Sessões de matinée de domingo com os Trapalhões e sua interminável infância, Tubarão, do iniciante Spielberg e a música de suspense mais poderosa da sétima arte, Superman co o incomparável Christopher Reeve, e a cor de um verde Kryptonita que nunca me sai da memória , StarWars, a vontade de voar pelo espaço profundo e a primeira vez que vi um Cavaleiro Jedi bramindo o  belíssimo sabre de luz foram mágicas sessões de mundos e sonhos sentado a poucos metros do telão. Passando o tempo, mudança para as sessões noturnas, de sextas ou sábados , onde foram entrando as  sessões de Blade Runner, (assistido quantas vezes, meu deus, que eu já perdi a conta),  Lagoa Azul e Endless Love pra levar as "namoradas ou quase" dependendo do resultado pragmático da sessão, logo em seguida iniciados os rituais de passagem com as aventuras politicamente nada corretas das comédias universitárias americanas e por último, e não menos nobres, os primeiros filmes pornodidáticos a que tive acesso, ainda na surdina iludindo o vigia de portaria com a lorota de que nós aqueles garotos de 15-17 anos todos já éramos maiores de idade, mas isso ninguém precisará saber nunca porque com certeza não vou contar.

Quando deixei minha cidade pra estudar na capital, o cinema já estava fechando as portas, a construção histórica apresentava os sinais da idade, e as más políticas em todas as esferas de poder jamais se dignaram cuidados e interesses patrimoniais nessa questão, como ocorre reiterada e imensamente neste solo brasilis por toda parte, e a coisa toda veio abaixo recentemente, para tristeza de todos que passavam pelo local e viam, não mais o cinema em funcionamento, mas ao menos a fachada histórica que já era um dos retratos mais característicos da pequena e saudosa cidade "do Alegre", minha querida terra natal. Quem sabe o que virá no lugar, daqui a uns tempos? Segundo me informam os amigos de lá, hoje é apenas mais um lote abrigando ratos e mato próximo às margens do rio que corta ao meio a cidade. Algum Eike Batista da vida certamente surgirá daí a uns tempos pra reivindicar de alguma maneira  sua posse, seja comprando barato o que não tem preço, seja propondo mais um "milagre" de urbanismo para nossas tristes misérias urbanas, enfim, o espaço imaginário, espiritual, artístico, humano que aquele cinema ocupou, pelo visto jamais poderá ser ocupado por qualquer outra coisa nos nossos tristes dias contemporâneos.

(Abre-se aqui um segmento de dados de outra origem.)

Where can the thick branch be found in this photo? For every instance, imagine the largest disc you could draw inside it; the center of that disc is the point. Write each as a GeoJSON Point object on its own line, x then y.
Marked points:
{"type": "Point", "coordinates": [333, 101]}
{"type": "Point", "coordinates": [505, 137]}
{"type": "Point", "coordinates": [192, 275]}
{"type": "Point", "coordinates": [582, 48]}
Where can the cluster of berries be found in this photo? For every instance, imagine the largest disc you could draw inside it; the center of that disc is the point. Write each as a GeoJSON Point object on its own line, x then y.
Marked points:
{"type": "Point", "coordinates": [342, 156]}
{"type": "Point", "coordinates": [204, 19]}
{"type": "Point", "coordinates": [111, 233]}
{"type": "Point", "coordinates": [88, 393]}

No filme famoso do "Cinema Paradiso", mesmo depois de um trágico incêndio que põe tudo abaixo, surge um herói benfeitor que por sua conta e risco resolve retornar a arte ao que era antes, dando novamente uma chance à felicidade. Gostaria de acreditar nisso, mas algo me diz que vivemos por aqui uma vida sem heróis...

De meu lado, só tenho a agradecer : Obrigado por tudo, meu querido "Cine Paradiso do Alegre".